In this study, Piezo‐assisted ICSI improved the fertilization and D5/D6 blastocyst development rates significantly in women aged >35 years old when it was compared with c‐ICSI. However, there were no statistically significant differences in any evaluated parameters when considering the whole patient group or the ≤35 years of age subgroup between Piezo‐ICSI and c‐ICSI, while a fertilization rate with 1PN in whole patients of Piezo‐ICSI group was significant lower than c‐ICSI group. This might be due to solid execution of penetrating oolemma by Piezo‐ICSI. Piezo‐ICSI is a technique that improves the fertilization rate of mouse, rabbit, equine, and bovine oocytes. It was reported to be more efficient than the c‐ICSI method for fertilizing and obtaining more bovine embryos.10 In horses, Piezo‐ICSI was associated with more rapid sperm component remodeling and meiotic resumption in the oocyte than c‐ICSI and produced better quality blastocyst stage embryos.11 The plasma membrane of the mouse oocyte has high extendibility, and the ooplasm has low viscosity, and these factors lead to survival rates of <50% following c‐ICSI.12 In contrast, Piezo‐ICSI can reduce damage to the oocyte's plasma membrane and achieve nearly 100% survival rates and high blastocyst development rates. For these reasons, Piezo‐ICSI is considered highly effective for species exhibiting oocytes with delicate plasma membranes.13, 14 Similar to our results, c‐ICSI was reported to have a higher oocyte degeneration ratio than Piezo‐ICSI for human oocytes.4 Hiraoka and Kitamura reported that Piezo‐ICSI using an ultrathin needle could markedly reduce the size of the ruptured area in the oocyte's plasma membrane and improve oocyte survival and fertilization rates without detrimental effects on embryo development or implantation ability when compared with c‐ICSI.5

It is widely accepted that both the quantity and quality of oocytes decline with a woman's age, leading to a lower success rate in ART.15 Several theories have been proposed to explain the decline in oocyte quality with age. The so‐called “production line hypothesis” postulates that oocytes less susceptible to chromosomal non‐disjunction are ovulated first, leaving poor quality oocytes to be ovulated later in life.16 However, this hypothesis does not explain why the order of oocyte differentiation induces the postulated differences in recombination frequency. Another theory invokes the age‐related accumulation of damage from several mechanisms including oxidative stress, elevated FSH levels, and mitochondrial dysfunction.17, 18, 19

Our results indicate that changes in oocyte cell membrane viscosity may also be related to the woman's age. Finally, our findings suggest that Piezo‐ICSI is particularly effective for patients aged >35 years undergoing ART, as Piezo‐ICSI is less invasive to oocytes of aged women compared with c‐ICSI.

DISCLOSURES

Conflict of interest: Kohyu Furuhashi, Yoshimi Saeki, Noritoshi Enatsu, Toshiroh Iwasaki, Koichi Ito, Yuri Mizusawa, Yukiko Matsumoto, Shoji Kokeguchi, and Masahide Shiotani declare that they have no conflicts of interest.

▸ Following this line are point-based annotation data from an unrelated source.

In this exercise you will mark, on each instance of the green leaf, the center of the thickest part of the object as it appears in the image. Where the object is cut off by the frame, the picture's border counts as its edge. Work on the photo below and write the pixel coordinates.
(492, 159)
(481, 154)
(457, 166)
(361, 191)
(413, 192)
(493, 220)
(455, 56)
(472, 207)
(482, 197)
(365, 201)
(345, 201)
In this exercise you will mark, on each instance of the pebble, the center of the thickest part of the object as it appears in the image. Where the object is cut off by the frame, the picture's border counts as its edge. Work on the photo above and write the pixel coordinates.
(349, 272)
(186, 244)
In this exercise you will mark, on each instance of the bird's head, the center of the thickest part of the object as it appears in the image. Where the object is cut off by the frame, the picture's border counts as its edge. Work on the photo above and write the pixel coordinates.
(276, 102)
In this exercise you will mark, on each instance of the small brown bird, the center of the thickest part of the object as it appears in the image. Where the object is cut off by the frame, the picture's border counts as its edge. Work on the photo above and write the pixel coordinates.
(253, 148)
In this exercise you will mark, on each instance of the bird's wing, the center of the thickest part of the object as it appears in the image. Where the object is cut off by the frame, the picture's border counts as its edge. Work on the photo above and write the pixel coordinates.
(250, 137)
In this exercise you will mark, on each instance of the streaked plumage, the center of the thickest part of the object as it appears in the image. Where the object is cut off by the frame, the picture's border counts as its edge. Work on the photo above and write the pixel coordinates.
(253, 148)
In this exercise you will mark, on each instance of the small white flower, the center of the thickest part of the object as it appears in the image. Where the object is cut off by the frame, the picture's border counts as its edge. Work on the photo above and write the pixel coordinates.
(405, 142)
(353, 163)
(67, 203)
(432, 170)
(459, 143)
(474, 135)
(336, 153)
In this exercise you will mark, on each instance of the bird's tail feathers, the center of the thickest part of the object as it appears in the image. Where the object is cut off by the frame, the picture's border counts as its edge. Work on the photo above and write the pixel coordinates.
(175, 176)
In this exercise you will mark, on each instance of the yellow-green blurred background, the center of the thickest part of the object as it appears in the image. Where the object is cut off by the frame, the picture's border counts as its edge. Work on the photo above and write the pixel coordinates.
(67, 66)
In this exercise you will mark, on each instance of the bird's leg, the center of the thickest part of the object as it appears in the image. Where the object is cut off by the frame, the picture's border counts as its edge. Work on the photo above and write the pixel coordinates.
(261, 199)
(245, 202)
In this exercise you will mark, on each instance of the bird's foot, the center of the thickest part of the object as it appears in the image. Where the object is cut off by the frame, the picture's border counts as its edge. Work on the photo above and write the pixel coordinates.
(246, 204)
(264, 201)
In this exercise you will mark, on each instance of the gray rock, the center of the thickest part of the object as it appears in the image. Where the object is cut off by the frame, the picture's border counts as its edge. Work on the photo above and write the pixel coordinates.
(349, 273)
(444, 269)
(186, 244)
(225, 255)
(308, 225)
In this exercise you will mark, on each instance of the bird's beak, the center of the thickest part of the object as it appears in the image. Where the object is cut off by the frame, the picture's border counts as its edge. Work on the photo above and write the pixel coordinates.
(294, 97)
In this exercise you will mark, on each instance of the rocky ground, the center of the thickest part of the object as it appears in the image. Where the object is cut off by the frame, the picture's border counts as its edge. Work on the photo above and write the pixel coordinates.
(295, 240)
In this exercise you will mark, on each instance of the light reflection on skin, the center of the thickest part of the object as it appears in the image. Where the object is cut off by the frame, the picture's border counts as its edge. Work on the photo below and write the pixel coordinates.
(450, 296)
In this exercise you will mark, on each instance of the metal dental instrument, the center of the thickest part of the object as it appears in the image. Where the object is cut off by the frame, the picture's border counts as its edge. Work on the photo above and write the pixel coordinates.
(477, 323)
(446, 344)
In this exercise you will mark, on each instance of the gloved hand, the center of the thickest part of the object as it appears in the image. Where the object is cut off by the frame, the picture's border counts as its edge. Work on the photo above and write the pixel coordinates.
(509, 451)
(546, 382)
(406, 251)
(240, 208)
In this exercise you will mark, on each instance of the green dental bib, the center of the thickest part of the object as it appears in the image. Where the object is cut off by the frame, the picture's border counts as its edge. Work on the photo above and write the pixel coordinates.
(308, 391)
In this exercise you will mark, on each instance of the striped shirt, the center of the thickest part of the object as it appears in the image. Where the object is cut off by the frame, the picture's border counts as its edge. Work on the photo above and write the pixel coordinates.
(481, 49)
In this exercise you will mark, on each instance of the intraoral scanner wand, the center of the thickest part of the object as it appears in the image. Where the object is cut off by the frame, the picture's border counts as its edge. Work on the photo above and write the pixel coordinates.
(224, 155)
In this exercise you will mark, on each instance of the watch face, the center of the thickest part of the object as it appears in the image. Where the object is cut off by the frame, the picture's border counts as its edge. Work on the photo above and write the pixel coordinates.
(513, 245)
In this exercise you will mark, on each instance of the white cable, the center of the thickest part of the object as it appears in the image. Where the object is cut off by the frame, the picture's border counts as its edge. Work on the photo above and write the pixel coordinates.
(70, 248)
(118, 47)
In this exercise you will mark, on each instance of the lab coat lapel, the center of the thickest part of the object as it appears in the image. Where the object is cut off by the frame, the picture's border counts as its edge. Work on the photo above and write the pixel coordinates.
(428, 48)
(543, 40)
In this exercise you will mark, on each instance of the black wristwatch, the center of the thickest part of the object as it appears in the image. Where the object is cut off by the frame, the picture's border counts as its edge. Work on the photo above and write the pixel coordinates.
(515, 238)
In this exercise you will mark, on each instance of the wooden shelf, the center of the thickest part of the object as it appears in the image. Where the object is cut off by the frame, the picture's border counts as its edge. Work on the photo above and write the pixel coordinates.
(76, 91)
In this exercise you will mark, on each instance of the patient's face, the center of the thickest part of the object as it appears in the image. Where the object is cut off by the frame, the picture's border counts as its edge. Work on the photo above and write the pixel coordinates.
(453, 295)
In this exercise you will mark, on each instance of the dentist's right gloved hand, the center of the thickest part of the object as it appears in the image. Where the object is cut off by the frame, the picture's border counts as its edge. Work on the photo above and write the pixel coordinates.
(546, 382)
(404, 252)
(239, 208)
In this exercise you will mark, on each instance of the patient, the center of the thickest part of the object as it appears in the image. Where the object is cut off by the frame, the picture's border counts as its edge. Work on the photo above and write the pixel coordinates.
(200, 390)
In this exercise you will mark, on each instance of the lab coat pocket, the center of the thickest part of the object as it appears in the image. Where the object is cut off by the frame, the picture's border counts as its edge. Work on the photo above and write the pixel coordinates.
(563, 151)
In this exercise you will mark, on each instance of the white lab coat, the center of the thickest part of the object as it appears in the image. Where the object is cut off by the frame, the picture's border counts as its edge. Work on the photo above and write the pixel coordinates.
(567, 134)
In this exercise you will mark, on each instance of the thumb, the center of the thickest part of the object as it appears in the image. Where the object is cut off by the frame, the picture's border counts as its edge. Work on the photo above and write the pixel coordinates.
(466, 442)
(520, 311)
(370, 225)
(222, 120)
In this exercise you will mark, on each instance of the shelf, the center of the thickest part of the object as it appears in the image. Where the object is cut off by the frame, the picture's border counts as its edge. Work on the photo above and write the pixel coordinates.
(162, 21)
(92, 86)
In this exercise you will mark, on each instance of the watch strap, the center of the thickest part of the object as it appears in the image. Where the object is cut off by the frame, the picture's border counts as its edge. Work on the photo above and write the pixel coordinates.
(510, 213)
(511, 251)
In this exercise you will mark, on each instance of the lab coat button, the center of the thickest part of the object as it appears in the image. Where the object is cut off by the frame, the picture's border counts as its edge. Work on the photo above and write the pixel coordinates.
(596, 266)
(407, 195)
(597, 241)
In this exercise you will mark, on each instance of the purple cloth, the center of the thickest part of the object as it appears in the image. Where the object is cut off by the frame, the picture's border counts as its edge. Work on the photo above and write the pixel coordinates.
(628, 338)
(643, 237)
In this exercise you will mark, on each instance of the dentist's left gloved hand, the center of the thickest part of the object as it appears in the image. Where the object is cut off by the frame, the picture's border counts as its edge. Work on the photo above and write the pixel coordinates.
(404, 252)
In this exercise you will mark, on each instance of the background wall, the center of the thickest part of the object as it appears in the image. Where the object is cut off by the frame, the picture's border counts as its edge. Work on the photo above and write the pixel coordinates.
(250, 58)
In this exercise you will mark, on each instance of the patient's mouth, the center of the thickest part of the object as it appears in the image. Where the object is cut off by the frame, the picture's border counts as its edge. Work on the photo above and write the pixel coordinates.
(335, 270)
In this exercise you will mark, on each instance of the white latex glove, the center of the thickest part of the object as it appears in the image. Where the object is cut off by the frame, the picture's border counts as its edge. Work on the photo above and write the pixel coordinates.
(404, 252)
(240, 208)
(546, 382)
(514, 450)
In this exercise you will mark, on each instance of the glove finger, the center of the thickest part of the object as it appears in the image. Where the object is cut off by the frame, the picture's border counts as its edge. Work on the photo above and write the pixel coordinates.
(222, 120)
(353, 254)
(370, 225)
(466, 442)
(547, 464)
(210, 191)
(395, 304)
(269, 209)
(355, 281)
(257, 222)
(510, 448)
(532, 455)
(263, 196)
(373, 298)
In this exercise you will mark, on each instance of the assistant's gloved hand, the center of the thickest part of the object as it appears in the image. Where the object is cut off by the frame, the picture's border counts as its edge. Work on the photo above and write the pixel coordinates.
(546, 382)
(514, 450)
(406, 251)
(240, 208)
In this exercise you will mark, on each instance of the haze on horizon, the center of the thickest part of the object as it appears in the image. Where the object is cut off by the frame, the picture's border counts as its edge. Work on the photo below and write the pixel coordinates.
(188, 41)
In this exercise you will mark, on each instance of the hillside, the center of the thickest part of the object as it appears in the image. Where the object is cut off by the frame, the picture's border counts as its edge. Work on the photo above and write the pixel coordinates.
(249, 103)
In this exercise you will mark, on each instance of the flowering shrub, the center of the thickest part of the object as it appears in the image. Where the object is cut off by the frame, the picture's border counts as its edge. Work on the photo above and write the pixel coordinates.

Human rights statements and informed consent: This study was approved by the Institutional Review Board of Hanabusa Women's Clinic (IRB number Hanabusa Women's Clinic #7). We thoroughly explained that all obtained oocytes would be used only for this study and not for research on fertilization or for parthenogenetic activation. All procedures were conducted in accordance with the ethical standards of the response committee on human experimentation and with the Helsinki Declaration of 1964 and its larger amendments.

Animal studies: None of the authors performed any research on animal subjects in this study.

Written consent: Informed consent was obtained from all individual participants included in this study.